Almost every company breaks TLS. If you do VPN over TCP (TCP over TCP) you end up with terrible performance.
Yep. But it still works. The tcp over tcp is usually only up the the relay, but the relay from there established a udp wireguard tunnel to the other node. No, not every company breaks TLS. It’s not even possible with TLS1.3. Most companies are moving to doing inspection at the client level and not the firewall (the likes of zscaler for example).
Yes, lets add GRE and more to the mix while we are at it. Using TURN and what not to circumvent what the firewall blocks will always result in poor end performance. In the end it depends on the goal one wants to achieve and any network has the right to block anything they like, except your ISP which should not block anything (sadly they do). Just because it “works” does not mean that it does work “well” and TLS 1.3 will and can still be inspected, be it with more elaborate schemes like GRE.

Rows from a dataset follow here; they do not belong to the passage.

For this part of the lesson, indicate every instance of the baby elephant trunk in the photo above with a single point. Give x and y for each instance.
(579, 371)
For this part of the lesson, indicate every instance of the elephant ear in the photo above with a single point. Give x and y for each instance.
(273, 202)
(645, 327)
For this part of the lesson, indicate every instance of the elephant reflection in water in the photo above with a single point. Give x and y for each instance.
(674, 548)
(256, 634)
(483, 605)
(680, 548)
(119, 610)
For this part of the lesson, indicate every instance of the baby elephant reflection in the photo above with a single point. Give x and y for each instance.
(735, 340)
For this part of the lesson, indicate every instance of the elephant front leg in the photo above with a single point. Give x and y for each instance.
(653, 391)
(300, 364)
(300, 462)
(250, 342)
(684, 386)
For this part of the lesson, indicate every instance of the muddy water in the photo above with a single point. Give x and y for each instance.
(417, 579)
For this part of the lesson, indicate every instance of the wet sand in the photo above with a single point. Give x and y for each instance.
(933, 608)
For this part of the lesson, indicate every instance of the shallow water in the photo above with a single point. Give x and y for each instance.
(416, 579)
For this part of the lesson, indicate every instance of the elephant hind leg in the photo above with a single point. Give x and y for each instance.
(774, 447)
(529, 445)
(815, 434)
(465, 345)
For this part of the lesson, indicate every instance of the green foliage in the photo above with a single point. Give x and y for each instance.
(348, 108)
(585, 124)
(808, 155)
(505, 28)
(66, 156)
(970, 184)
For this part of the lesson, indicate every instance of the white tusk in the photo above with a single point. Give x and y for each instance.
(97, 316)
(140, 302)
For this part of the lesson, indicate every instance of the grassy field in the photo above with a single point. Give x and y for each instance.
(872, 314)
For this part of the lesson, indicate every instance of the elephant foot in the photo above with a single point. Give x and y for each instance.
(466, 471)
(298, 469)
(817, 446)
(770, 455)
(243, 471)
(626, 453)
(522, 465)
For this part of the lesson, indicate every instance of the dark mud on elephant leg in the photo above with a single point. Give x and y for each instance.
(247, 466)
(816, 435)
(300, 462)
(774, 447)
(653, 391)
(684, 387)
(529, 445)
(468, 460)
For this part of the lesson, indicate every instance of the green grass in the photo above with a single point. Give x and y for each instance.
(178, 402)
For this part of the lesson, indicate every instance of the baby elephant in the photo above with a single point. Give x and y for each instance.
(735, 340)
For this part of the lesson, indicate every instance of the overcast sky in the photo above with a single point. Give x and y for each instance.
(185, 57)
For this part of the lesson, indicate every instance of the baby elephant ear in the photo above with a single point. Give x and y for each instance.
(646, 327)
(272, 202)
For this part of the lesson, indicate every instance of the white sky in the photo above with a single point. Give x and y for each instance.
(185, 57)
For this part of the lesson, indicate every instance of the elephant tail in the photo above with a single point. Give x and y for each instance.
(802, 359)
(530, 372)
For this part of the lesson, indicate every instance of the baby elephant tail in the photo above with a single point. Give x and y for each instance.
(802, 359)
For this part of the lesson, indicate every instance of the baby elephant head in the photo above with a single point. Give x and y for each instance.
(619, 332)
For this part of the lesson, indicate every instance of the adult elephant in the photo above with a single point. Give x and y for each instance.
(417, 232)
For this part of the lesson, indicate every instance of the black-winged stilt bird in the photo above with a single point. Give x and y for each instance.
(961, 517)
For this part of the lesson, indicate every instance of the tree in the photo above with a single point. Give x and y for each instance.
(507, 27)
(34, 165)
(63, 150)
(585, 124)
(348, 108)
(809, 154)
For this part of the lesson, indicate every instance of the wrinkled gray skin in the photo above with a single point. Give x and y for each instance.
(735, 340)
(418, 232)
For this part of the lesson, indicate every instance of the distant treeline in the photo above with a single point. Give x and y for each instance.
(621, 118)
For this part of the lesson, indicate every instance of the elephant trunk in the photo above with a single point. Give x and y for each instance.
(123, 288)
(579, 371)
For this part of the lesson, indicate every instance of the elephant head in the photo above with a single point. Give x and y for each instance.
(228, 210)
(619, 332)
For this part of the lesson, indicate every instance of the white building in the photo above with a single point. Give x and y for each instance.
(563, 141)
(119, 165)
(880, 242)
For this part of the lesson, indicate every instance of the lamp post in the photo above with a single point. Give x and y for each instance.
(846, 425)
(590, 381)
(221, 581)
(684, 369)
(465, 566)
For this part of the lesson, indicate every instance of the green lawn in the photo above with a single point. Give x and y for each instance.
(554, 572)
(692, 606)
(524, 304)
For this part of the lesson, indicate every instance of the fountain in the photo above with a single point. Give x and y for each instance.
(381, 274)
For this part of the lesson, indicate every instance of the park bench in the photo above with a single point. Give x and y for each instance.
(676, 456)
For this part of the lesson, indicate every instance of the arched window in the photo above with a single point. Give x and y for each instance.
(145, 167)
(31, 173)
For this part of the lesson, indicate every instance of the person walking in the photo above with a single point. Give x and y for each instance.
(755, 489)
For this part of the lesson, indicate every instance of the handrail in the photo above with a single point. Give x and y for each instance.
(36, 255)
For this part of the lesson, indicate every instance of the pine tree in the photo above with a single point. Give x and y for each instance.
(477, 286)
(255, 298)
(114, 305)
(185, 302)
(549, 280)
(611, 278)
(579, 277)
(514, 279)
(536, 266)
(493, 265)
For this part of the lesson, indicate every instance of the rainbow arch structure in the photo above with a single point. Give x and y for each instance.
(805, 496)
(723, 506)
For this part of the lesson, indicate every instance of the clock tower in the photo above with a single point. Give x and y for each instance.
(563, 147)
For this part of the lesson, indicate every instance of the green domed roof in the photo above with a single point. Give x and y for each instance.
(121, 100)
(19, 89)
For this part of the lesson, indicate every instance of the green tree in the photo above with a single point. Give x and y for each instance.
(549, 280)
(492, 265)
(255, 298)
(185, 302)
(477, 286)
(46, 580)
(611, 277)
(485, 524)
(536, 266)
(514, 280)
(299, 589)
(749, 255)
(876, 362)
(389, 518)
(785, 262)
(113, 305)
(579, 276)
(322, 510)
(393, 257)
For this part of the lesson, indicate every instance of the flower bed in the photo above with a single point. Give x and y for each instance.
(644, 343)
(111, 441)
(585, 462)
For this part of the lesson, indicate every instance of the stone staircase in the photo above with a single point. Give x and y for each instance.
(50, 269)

I just did some experimenting. Relay is being done over TLS port 443. My firewall is doing deep packet inspection and can only reports it’s TLS traffic that’s carrying non-https traffic (just like onedrive, etc). This is because tailscale is using a websocket in the https connection as part of the negotiation, state managment, and relay. Remote Desktop is still performant and I almost can’t tell a difference between direct udp wireguard connections and a relay that 15-20ms away from me (that I am hosting on a vps). If you were to block https websockets via the firewall, you will break a lot of services and websites. Not sure what you’re ranting about over there…
I also think you misunderstood tcp over tcp when it comes to tailscale. It’s TCP traffic TO the relay carrying UDP wireguard traffic. There is no TCP over TCP like how you would traditonally think about. Maybe think about it like a few hops hop TCP, the rest UDP.